In computer science, a hash or hash function is a function that accepts arbitrary length data and returns a fixed length result. The result returned is dependent on the input, and the function will always return the same result given the same input. In many cases, the result returned bears little resemblance to the input that generated it. Like hash you may make for dinner, the hash function chops the input into small pieces and recombines them into something new.

It's time to look at an example. Invented in the early 20th century, Soundex is an algorithm used to index names by sound. It was originally developed to help match names regardless of how they were written. It works by turning each name into code consisting of a single letter followed by three numbers. Here's how it works:

  1. First, retain the first letter of the name.
  2. Next, ignore all other occurrences of the following letters: a, e, i, o, u, y, h, w
  3. Replace all other consonants with digits as follows: a. b, f, p, v --> 1 b. c, g, j, k, q, s, x, z --> 2 c. d, t --> 3 d. l --> 4 e. m, n --> 5 f. r --> 6
  4. If two or more letters with the same number are adjacent, only keep the first one.
  5. If there are less than three numbers, add zeroes to pad it out to three.
  6. If there are more than three numbers, keep the first three.

For example, using this algorithm, the name "Michael" would be encoded as "M240", "Frank" as "F165", and both "Robert" and "Rupert" result in "R163". Because this algorithm maps names of arbitrary length to a four-character long code, it can be called a hash function.

Why use a Hash Function

Computing a hash function is much faster than searching through a data set looking for a specific data item. Hash functions can also be used to quickly verify that the data being input matches what is expected by hashing each and comparing the results. Since the hash values are fixed in size, a comparison is quicker and easier to implement.

Use Cases for a Hash Function

Hash functions are often used to help associate data with a key which can be used to retrieve it. This type of association is called hash table, also called associative arrays, maps, or dictionaries.
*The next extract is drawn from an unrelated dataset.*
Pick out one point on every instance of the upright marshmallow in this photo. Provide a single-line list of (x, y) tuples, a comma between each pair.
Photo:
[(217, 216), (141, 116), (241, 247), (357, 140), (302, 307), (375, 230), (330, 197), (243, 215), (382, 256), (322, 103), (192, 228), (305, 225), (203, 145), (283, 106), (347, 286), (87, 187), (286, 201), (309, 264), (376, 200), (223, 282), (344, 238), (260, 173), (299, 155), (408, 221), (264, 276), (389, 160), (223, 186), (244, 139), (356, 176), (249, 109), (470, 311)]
If the hash function returns an integer, that can be used as an index into an array to find the associated data.

Hash functions are also used extensively in cryptography. Well-known algorithms such as MD5, SHA1, and SHA256 are all hash functions specialized for use in cryptography.
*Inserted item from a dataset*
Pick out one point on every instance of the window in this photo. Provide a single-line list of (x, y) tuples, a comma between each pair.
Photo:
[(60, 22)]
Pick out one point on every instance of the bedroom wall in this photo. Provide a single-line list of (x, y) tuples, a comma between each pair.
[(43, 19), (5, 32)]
Benefits of a Hash Function

As mentioned above, hash functions are most frequently used in constructing hash tables, where the speed of computing the hash is much faster than storing data in other structures. Hash functions such as MD5 are also used to verify data integrity. By comparing the data received against a known MD5 value, you can quickly ensure the data hasn't been altered.

One major issue that needs to be addressed when using a hash function is a collision. This occurs when two different inputs to the hash function generate the same result. Recall the example above where the names "Robert" and "Rupert" both generated the same Soundex code "R163". If a unique code for each name is required, then this situation needs to be handled. You'll see how to do this practically in the next section.

Terminology

  • Hash Function: Any function that accepts variable length data and returns a fixed length result based on the input data.
  • Hash Table: A structure that uses hash values to index data values in a table format.
  • Hash Map: A structure that stores key-value pairs in an underlying hash table. Also known as dictionaries and associative arrays.
  • Collision: Occurs when a hash function returns the same result for two distinct inputs.

Summary: Hash Functions

Hash functions work by turning variable-length data into uniformly sized data. They are used in hash tables and associative arrays to efficiently store and retrieve data and in cryptography to encrypt, decrypt, and validate data.